One thing which seemed more exposed than ever by the recent events is that the Conservative party and indeed the whole of British politics is more divided than ever and it is nothing to do with Partygate. That fiction has not survived. If you count up those making the two sides into which the Tory party has divided, with a very few significant exceptions the division is between those who would take us back towards Europe if they can get away with it and those who insist on the Brexit decision being honoured with no more delays. It is extraordinary that this is still a question 6 years after the democratic vote was taken, but there is hardly a chance now that Boris Johnson will be able to placate or persuade the inveterate remainers inside his party to come over to him. Instead he will have to make sure to keep on-side those whose loyalty he can at least hope to keep, in particular the Red Wall MPs, advocates of traditional conservative values and the Brexiteers as represented by the ERG. He doesn’t seem to have much choice but to push the rudder of the ship of state hard over to the right.

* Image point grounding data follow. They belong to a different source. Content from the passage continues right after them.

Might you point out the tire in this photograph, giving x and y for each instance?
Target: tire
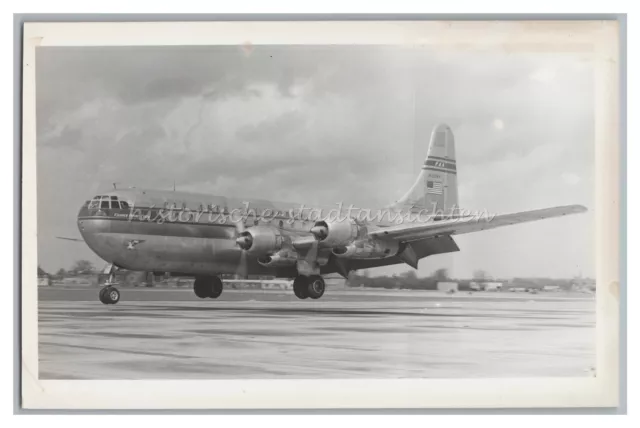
(300, 287)
(102, 297)
(315, 287)
(201, 288)
(110, 295)
(216, 288)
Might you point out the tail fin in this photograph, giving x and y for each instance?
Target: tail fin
(436, 188)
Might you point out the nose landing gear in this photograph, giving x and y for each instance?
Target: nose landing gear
(109, 295)
(207, 286)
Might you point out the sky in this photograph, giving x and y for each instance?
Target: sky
(322, 125)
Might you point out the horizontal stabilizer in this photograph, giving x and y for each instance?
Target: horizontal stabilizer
(457, 226)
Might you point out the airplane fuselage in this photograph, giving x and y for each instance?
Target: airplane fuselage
(187, 233)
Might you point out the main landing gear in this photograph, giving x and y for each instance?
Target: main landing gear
(207, 286)
(109, 295)
(308, 286)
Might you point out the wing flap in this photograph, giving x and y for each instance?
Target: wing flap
(413, 231)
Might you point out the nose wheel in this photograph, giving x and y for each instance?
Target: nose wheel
(110, 295)
(207, 286)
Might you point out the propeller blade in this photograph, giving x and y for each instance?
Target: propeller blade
(242, 270)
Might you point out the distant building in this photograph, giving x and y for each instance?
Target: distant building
(492, 286)
(448, 287)
(476, 286)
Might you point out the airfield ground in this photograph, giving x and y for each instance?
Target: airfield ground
(167, 333)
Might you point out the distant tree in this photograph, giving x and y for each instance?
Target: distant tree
(82, 266)
(480, 275)
(441, 274)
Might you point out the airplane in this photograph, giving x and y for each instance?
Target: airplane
(196, 235)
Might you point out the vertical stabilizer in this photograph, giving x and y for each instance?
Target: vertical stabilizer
(436, 187)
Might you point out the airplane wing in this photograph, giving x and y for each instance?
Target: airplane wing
(414, 232)
(69, 239)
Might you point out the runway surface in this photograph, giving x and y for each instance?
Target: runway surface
(171, 334)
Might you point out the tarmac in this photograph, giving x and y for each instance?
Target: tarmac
(168, 333)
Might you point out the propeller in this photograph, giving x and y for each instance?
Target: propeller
(320, 231)
(244, 240)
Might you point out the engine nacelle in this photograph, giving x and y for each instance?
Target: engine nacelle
(281, 258)
(260, 240)
(336, 233)
(367, 249)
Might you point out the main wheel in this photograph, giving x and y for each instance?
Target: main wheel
(300, 287)
(207, 286)
(216, 287)
(201, 287)
(109, 295)
(315, 287)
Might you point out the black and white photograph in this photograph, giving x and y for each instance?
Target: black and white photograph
(401, 209)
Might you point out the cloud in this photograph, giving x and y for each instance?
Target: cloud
(571, 179)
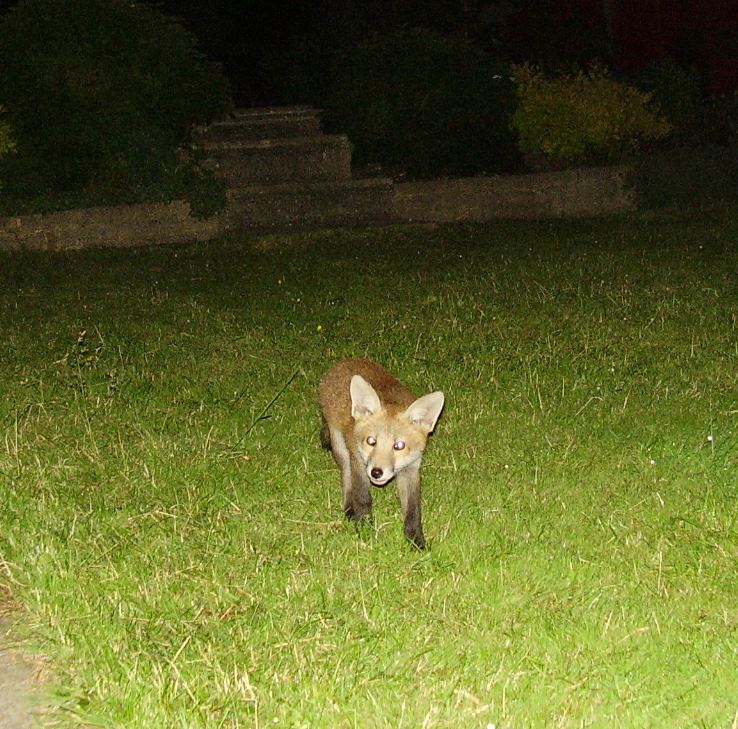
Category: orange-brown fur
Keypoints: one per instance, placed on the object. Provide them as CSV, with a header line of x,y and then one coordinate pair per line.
x,y
377,430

Meanwhile, the black soil of Ukraine is certainly receiving its tribute of blood. I still wonder at our strategy and whether time spent on photo-opportunity trips to walk the streets of Kijev or discuss holding the Eurovision song contest next time in Ukraine might be better spent behind the scenes trying to work out a compromise between the two sides. Clearly the UK and other NATO members including Turkey are far too committed to act as neutral brokers, so who might step forward? India? Israel? Last year, the UK government was being advised by some of our highest military authorities that Putin was in fact bluffing, that he would not go so far as invading Ukraine. Right now the same generals are saying that a war against Russia using Ukraine as a proxy can be won over time. So here we are fighting it out with no end in sight. Putin quite regularly alludes to the use of nuclear weapons. People in countries like Sweden are already stockpiling food. It is difficult to feel confidence in such times.

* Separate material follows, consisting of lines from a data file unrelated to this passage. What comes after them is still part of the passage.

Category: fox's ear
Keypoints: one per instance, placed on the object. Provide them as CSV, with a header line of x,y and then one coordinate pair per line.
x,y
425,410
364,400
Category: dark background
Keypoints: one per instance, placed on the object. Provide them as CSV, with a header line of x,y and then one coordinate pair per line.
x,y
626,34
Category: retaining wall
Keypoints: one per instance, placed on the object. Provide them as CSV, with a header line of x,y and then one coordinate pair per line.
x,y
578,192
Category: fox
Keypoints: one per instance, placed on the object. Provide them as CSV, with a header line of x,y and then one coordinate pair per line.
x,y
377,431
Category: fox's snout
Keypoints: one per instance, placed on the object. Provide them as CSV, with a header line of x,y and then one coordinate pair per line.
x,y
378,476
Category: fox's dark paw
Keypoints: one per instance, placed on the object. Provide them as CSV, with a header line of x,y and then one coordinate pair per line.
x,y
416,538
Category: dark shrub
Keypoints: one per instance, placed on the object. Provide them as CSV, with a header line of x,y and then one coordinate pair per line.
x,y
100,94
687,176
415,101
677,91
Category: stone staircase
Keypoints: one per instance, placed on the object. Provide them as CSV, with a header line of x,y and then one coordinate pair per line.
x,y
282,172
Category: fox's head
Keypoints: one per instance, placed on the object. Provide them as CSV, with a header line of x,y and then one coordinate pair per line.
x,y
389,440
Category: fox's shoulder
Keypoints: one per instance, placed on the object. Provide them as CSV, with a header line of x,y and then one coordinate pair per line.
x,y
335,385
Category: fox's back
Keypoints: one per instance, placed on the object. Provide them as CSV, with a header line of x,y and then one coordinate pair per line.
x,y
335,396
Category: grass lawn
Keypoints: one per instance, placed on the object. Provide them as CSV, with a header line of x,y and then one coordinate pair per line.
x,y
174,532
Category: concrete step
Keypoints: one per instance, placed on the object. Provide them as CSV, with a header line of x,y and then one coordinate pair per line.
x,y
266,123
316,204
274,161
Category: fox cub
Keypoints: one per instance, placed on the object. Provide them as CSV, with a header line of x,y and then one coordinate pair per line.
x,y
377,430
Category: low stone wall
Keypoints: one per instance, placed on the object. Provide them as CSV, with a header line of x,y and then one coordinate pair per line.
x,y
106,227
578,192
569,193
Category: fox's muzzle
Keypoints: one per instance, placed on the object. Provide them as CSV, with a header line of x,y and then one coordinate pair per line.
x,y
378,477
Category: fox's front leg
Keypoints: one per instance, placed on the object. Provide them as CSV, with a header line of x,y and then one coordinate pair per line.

Here is something different to cheer us up. Lyn Davies, Ceri Thomas and Alan Parfitt just got back from a trip to Iceland. This was not the usual raid on Icelandic salmon which we so often hear about, good as that can be, but a trip to fish the lakes of the West for brown trout and arctic char. Various methods were used by all accounts by three very good anglers and just look at the pictures of some hefty fish! Meanwhile in the UK, high summer is likely enough to bring us more hot weather and drought. Pray for rain and cloudy days of course, but otherwise July and August might be a time to fish some of the high mountain lakes. The wild streams will still have fish in deep pools under tree shade. And of course these are the months during which the silver sea trout should seek to find their way into Welsh rivers.

Tight lines!

Oliver Burch 

Wye Valley Fishing

4.5lb brown trout, Iceland - Alan Parfitt
Lyn Davies with 7 pounds char, Iceland - Ceri Thomas
Lyn Davies with a 4lb brown trout, Iceland - Ceri Thomas
7lb char Iceland Ceri Thomas

Please note that the views within this report are the author’s and do not necessarily reflect those of the Wye & Usk Foundation.